Trade Deals Find Momentum in Congress

Free trade agreements with South Korea, Colombia and Panama – long delayed by an impasse between the Obama administration and congressional Republicans – finally are ready to move through Congress, with votes likely to come before Congress leaves for its August recess.

Senate Finance Committee Ranking Member Orin Hatch (R-Utah) stated the panel will begin its work on the three key trade deals as well as Trade Adjustment Assistance (TAA) funds for displaced workers beginning with a mock mark-up on Thursday.

Progress on the three pacts had been stalled since May, when the White House announced that it would not submit the deals for approval unless Congress agreed to move forward on a program to aid workers who lost their jobs due to outsourcing.

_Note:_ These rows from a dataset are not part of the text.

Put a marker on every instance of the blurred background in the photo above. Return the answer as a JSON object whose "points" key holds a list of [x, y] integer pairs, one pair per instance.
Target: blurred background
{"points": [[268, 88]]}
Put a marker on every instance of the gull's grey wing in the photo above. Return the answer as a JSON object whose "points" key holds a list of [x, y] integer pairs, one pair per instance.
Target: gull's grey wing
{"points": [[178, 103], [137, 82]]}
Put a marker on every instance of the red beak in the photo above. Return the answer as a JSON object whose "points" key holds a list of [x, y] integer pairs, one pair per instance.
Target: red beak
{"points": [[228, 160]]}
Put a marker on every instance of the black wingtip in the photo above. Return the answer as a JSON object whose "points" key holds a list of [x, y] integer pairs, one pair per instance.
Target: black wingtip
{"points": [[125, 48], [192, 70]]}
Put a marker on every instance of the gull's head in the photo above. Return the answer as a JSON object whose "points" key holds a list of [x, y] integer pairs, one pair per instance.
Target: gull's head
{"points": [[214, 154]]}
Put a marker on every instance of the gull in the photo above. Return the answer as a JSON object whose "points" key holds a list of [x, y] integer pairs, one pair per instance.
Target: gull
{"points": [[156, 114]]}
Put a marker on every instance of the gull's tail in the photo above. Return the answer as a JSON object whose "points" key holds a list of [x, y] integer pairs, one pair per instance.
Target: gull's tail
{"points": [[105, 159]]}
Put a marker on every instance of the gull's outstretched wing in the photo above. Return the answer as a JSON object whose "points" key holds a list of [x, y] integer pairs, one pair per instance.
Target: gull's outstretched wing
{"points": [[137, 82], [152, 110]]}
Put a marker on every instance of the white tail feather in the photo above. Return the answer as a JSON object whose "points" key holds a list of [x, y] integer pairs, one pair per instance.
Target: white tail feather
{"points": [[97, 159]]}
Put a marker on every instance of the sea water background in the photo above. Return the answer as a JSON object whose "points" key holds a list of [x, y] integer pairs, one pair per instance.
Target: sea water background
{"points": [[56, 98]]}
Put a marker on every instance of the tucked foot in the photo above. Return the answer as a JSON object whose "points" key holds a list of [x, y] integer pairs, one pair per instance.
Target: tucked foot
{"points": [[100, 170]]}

Hatch said that congressional negotiators have worked out a compromise that will include the renewal of expired trade programs including Trade Adjustment Assistance, the Generalized System of Preferences and the Andean Trade Promotion and Drug Eradication Act.

The TAA deal would allow for a renewal of retraining assistance for American workers who lose their jobs because of foreign competition. Republicans had objected to renewing the TAA program, arguing that it would do little to spur job creation and that it was not worth the cost at a time of record debt. The TAA will be included in legislation on the coveted trade deal with South Korea and the two other trade programs will be attached to the Colombia free trade agreement.

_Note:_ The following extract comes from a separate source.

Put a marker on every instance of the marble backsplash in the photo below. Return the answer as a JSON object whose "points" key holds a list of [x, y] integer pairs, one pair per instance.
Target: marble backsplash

The assistance program was expanded two years ago as part of Obama’s stimulus package to include aid for more displaced workers, but the expansion expired in February. Labor unions and some key Democratic lawmakers have demanded the expansion as a condition for supporting the trade deals.

The three trade deals were first negotiated under President George W. Bush in 2007. But the then-Democratic-led Congress never brought the agreements up for vote, giving the Obama administration time to renegotiate areas it found objectionable, including those elements related to labor and environmental rights.

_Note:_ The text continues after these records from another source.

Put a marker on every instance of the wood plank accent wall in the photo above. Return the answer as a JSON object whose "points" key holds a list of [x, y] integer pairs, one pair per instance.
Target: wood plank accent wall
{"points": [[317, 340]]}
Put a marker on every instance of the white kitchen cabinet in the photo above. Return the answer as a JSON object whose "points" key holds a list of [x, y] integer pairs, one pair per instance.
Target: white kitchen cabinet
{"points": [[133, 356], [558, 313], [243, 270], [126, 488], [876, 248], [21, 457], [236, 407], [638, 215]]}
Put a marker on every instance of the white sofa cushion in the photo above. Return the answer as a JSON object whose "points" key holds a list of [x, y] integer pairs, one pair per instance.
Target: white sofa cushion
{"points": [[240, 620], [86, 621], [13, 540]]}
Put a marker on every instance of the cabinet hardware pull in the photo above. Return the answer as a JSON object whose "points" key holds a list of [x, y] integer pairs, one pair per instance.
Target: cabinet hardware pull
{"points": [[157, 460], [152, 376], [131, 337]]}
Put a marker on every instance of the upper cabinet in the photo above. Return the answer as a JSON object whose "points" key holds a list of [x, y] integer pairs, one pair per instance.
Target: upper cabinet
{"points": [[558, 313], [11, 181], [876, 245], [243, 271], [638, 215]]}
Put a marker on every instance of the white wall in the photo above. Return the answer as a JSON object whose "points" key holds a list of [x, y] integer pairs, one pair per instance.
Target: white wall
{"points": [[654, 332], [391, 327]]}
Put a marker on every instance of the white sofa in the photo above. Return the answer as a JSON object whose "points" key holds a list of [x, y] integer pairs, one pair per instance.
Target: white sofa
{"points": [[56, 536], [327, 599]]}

President Obama frequently cites the three trade pacts as deals that would give a boost to the U.S. economy, in part by making overseas markets more widely available to American companies.

Two members instrumental in striking the deal to end the stalemate were House Ways and Means Committee Chairman Dave Camp (R-Mich.) and Senate Finance Committee Chairman Max Baucus (D-Mont.).

“These free trade agreements, together with Trade Adjustment Assistance, will boost our economy by billions of dollars and create new jobs and opportunities here at home,” Baucus said. “This proposal opens lucrative new markets to American ranchers, farmers and small businesses while ensuring U.S. workers have all the help they need to adapt and thrive in the 21st century global economy.”

This breakthrough paves the way for the Obama administration to submit the three agreements to Congress, formally beginning the process of ratifying the largest package of free trade agreements since Congress passed NAFTA in 1993. However, if the trade deals don’t get through Congress before its August recess, they may be doomed. The closer it gets to the 2012 elections, the less likely Democrats are to support the agreements.